In this study, the friction and wear behavior of ultrahigh molecular weight polyethylene (UHMWPE) were evaluated as a function of polymer crystallinity in the presence of the phospholipid dipalmitoyl phosphatidylcholine (DPPC) dissolved in ethanol. Samples of UHMWPE were separately heat treated to get high and low crystallinity samples. Degree of crystallinity was evaluated using differential scanning calorimetry. Quantitative friction and wear experiments were conducted using a custom-made microtribometer with commercially available spherical Si3N4 probes in controlled and phospholipid-dissolved lubricants. The higher crystallinity sample exhibited slightly lower friction than the lower crystallinity in the control and decreased significantly when phospholipids were present. The higher crystallinity sample showed a higher wear resistance than the lower crystallinity sample during all reciprocating wear tests. DPPC acting as a lubricant had a marginal effect on the wear resistance of high crystallinity UHMWPE, whereas the low crystallinity sample became more prone to wear.

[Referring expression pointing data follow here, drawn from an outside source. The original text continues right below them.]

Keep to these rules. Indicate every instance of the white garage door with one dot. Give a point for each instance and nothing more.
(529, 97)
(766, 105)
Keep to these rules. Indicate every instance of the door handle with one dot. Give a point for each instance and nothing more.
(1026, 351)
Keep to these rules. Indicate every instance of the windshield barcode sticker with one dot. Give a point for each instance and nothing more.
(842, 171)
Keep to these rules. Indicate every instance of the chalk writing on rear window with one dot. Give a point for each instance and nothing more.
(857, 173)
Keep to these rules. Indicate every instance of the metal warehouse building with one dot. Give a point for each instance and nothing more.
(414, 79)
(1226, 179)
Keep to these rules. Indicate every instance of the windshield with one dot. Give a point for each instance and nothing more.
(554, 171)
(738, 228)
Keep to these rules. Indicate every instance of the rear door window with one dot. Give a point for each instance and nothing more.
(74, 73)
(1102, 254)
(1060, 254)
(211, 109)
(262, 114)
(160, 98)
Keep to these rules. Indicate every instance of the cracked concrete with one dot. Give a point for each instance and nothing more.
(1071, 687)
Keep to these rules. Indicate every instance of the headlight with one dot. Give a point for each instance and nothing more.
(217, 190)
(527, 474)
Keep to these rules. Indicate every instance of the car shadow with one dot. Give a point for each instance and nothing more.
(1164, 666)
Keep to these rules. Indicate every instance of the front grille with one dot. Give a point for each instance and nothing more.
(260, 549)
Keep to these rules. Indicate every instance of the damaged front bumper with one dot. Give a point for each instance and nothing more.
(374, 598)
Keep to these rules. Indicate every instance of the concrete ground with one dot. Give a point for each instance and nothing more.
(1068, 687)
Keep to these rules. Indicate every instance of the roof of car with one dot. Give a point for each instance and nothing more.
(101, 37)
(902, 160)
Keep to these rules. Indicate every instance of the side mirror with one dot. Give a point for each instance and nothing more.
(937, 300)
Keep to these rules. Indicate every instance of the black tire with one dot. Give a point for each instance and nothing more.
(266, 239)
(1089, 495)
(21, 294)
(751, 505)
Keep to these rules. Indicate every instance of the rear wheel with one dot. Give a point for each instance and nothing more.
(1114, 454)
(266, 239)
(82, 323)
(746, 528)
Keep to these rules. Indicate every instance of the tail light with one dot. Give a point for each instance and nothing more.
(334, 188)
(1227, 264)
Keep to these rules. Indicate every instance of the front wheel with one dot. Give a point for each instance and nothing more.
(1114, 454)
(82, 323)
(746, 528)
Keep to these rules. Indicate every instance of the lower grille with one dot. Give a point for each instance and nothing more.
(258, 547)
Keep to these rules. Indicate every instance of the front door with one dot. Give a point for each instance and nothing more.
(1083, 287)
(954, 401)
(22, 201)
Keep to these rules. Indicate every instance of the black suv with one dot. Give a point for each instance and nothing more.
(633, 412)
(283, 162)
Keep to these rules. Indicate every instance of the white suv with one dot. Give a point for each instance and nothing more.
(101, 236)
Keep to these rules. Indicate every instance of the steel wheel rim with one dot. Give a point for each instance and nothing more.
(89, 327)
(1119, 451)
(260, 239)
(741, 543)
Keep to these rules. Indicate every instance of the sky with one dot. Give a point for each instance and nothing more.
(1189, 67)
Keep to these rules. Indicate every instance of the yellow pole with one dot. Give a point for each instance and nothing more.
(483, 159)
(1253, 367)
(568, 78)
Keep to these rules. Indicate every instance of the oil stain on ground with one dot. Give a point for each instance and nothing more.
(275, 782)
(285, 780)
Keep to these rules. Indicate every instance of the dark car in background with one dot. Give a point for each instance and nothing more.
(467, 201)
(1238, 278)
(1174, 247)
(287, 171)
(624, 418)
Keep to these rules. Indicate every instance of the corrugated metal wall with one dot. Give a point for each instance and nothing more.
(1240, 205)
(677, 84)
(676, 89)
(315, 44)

Atomic force microscopy topography images and contact angle measurements of both samples before and after phospholipid exposure indicate that the higher crystallinity sample absorbed a greater density of DPPC. Increasing crystallinity is a way of escalating adsorption of surface active phospholipids onto UHMWPE to make it a more wear-resistant load-bearing material for total joint replacements.
|Number of pages||8|
|Journal||Journal of Biomedical Materials Research - Part B Applied Biomaterials|
|State||Published - May 2010|
- Ultrahigh molecular weight polyethylene (UHMWPE)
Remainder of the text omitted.